Numa, também, inventou que tinha conferências noturnas com a deusa Egéria, que lhe
aconselhava a instituição dos sacrifícios e das leis.

(49) – São máximas de Sócrates: É melhor sofrer uma injúria do que fazê-la; a morte não é
um mal; a filosofia consiste em meditar na morte, etc.

(50) – Surgiu uma voragem no Foro de Roma e, consultado o oráculo, este respondeu que a
mesma só se fecharia se se jogasse dentro dela tudo quanto o povo romano tinha de mais
precioso. Cúrcio precipitou-se, então, no abismo, com suas armas e seu cavalo, certo de que
o povo romano nada possuía de mais precioso que as suas armas e a sua bravura.

(51) – Os romanos costumavam divinizar os imperadores defuntos enchendo de palha e de
perfumes uma alta torre, à qual ficava presa uma águia; esta, libertada pelas chamas,
levantava vôo, enquanto um perfume suavíssimo se desprendia do braseiro. O povo
acreditava que se tratasse da alma do príncipe subindo aos céus.
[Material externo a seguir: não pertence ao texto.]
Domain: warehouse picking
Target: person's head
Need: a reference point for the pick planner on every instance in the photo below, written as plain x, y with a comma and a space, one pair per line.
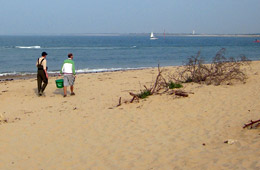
44, 54
70, 55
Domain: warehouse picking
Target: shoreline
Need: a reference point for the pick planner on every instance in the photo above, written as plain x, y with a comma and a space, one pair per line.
89, 131
12, 77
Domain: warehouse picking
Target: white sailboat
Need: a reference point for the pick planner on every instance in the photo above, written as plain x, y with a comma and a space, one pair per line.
152, 37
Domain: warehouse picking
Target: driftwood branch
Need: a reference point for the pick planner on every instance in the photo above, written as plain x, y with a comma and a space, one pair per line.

(52) – Os Silenos de Alcebíades eram velhos Sátiros. Chamavam-se Silenos porque se
balançavam em torno da encomenda. Também se chamavam assim os que espremiam as
uvas. Conhecido por esse nome foi o preceptor de Baco. Chamavam-se ainda Silenos certas
estátuas ridículas exteriormente, mas que internamente encerravam imagens divinas.
Alcebíades, espirituosamente, comparava Sócrates a essas estátuas, por ser ele deselegante
e grosseiro exteriormene, mas encerrando uma alma divina.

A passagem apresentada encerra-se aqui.